November 22, 2024
Illegal Immigrant Crisis Stings Border Town In Unexpected Way

Authored by Janice Hisle via The Epoch Times (emphasis ours),

Benny Rodriguez, an 80-year-old grandfather of seven, beams as he points to faded photographs on the wall and proudly narrates the story of Eagle Grocery, a family-run business since 1939.

(Illustration by The Epoch Times, Getty Images, Charlotte Cuthbertson/The Epoch Times)

It withstood a fire in 1948. It emerged from a flood in 1954. And since 2002, the 11,000-square-foot store has persevered in the shadow of a 218,000-square-foot Walmart Supercenter two miles away.

“We’ve been through a lot, but we’re still here, and we love it; we love our community, and that’s what keeps us going,” Mr. Rodriguez told The Epoch Times inside the grocery at Main and Adams Streets.

But there are new worries about a recurrent threat that Eagle Grocery, the Rodriguez family, and the local economy have faced over the years.

In attempting to halt illegal crossings, federal officials have sometimes blocked the flow of law-abiding Eagle Grocery shoppers by blocking the legal ports of entry across the border bridges from Mexico.

That has hurt this shop’s bottom line, but the problem isn’t local. American businesses in border towns from California to Texas suffer when legal ports of entry are blocked, often as a political show of force in response to a surge in illegal crossings.

Business owners like Mr. Rodriguez and officials in towns like Eagle Pass worry that government leaders might resort to this tactic more often to save face, even though its effectiveness is debatable, while illegal immigration remains the top concern for voters in the 2024 presidential race.

The last time the legal port of entry was blocked, the economy of Eagle Pass suffered a half-million-dollar loss in just a few weeks, its fire chief, Manuel Mello III, said.

If this continues, we will have to place a freeze on hiring personnel, purchasing equipment, and completing projects for our citizens,” he testified to Congress during a January hearing on illegal immigration.

Similar unintended consequences are playing out in many U.S. border towns. And the collateral damage is rippling across America in ways that most people don’t realize, draining tens of thousands of jobs and billions of dollars in revenue.

Many Texans, including the Rodriguez clan, say this scenario provides more proof that many decision-makers are out of touch with the realities of life along the border.
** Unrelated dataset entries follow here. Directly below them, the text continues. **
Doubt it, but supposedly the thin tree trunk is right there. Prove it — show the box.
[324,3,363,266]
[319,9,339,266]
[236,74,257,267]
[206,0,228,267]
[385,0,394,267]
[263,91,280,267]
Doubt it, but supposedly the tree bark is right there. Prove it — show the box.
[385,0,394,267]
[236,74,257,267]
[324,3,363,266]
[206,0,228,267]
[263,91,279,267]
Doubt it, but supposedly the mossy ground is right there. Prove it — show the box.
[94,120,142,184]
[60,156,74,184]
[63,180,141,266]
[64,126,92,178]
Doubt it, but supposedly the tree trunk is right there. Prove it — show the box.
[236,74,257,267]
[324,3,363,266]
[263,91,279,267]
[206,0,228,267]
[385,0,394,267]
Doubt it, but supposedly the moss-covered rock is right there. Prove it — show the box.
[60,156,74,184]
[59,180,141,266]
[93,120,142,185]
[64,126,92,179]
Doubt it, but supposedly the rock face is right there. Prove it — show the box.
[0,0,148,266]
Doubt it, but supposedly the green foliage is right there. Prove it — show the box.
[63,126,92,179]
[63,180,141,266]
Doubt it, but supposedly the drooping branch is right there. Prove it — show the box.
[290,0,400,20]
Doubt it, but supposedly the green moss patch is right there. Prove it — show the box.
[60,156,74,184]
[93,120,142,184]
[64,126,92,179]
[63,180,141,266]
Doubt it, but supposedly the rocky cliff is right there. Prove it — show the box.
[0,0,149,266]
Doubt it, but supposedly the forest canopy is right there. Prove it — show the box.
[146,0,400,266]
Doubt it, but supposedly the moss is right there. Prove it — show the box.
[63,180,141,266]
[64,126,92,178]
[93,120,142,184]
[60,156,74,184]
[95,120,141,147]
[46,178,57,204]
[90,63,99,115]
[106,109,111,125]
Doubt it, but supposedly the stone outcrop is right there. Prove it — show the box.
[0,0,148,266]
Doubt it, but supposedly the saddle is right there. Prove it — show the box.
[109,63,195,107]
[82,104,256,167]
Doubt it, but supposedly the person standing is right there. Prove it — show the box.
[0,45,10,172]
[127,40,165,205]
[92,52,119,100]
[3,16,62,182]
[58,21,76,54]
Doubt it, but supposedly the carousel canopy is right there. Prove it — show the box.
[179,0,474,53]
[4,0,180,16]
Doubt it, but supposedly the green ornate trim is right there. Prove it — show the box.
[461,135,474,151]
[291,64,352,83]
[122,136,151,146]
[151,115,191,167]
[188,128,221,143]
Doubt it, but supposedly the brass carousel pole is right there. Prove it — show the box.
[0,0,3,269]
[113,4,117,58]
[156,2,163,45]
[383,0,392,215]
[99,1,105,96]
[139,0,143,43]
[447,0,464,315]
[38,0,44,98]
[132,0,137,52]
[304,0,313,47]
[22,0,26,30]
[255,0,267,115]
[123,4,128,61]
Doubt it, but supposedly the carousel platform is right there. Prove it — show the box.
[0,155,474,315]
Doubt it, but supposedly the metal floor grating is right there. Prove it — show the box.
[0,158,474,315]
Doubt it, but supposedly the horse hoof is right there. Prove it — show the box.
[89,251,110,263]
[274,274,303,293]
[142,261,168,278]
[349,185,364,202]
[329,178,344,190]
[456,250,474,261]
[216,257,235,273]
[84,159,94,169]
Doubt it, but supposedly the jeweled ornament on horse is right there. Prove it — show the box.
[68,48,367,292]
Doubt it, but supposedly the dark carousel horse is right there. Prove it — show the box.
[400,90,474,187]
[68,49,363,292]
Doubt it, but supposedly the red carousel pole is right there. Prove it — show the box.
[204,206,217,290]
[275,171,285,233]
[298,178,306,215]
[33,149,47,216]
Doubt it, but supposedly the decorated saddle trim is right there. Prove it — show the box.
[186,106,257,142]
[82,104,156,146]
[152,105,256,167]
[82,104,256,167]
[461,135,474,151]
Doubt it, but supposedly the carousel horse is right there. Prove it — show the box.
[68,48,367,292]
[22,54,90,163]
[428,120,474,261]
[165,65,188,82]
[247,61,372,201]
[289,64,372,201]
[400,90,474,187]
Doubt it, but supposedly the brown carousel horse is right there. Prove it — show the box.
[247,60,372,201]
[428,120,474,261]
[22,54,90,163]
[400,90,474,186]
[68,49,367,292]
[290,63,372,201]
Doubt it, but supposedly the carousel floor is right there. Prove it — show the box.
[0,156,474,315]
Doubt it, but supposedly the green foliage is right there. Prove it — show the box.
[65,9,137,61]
They hope for a fresh, commonsense antidote.

Supporters of former President Donald Trump wait downtown near Shelby Park during his visit to Eagle Pass, Texas, on Feb. 29, 2024. (Charlotte Cuthbertson/The Epoch Times)

Beneficial Relationships

Mexico, the United States’ No. 1 trade partner, helped generate nearly $1 trillion in gross domestic product and at least 8 million jobs across America in 2023, according to a February report from The Perryman Group, a Texas-based firm that has analyzed U.S.–Mexico “Bordernomics” for many years.
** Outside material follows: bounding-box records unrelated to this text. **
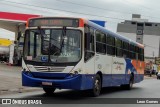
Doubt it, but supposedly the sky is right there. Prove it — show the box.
[0,0,160,40]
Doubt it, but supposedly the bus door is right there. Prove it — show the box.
[84,25,95,76]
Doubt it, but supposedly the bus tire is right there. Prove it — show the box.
[43,87,56,95]
[92,74,102,97]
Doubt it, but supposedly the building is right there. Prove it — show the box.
[117,14,160,57]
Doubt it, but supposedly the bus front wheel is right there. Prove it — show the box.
[43,87,56,95]
[92,74,102,97]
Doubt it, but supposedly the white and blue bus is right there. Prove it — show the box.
[22,17,145,96]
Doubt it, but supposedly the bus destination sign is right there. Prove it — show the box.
[28,18,79,27]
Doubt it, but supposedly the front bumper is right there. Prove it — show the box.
[22,71,93,90]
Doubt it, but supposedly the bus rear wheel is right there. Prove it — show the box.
[43,87,56,95]
[92,74,102,97]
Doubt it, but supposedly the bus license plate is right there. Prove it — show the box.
[42,82,52,86]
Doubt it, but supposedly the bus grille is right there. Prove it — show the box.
[34,66,65,72]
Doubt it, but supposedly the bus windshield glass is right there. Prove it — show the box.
[24,28,81,63]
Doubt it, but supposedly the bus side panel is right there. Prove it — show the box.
[126,59,145,84]
[112,57,126,86]
[95,54,112,87]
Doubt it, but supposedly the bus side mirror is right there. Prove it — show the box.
[17,32,22,41]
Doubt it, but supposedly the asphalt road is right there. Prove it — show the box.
[0,78,160,107]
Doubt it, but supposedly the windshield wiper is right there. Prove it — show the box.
[60,26,66,52]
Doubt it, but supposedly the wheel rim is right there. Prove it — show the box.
[94,79,100,94]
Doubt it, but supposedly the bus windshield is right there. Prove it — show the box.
[24,28,82,63]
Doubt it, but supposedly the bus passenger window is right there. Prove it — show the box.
[84,26,95,61]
“Trade, business relationships, workforce flows, and family ties link the 10 states along both sides of the U.S.–Mexico border,” benefiting both nations, a Perryman report points out.

The fate of Eagle Pass, Texas, is intertwined with its Mexican sister city, Piedras Negras—typifying such relationships all along both sides of the border.

“They depend on us; we depend on them,” Mr. Rodriguez said. “If they don’t come over here, and we don’t go over there, everything stops.”

In 2016, he served as Eagle Pass’s “Mr. Amigo,” an honor bestowed upon one resident of each city for the annual International Friendship Festival. But in March, the illegal immigration crisis displaced the joint celebration from its usual home in Shelby Park.

That 47-acre Eagle Pass park sits alongside the Rio Grande, the river separating the United States and Mexico. For months, it has remained closed amid a standoff between federal and state authorities who disagree over how to enforce immigration laws and control the U.S. border.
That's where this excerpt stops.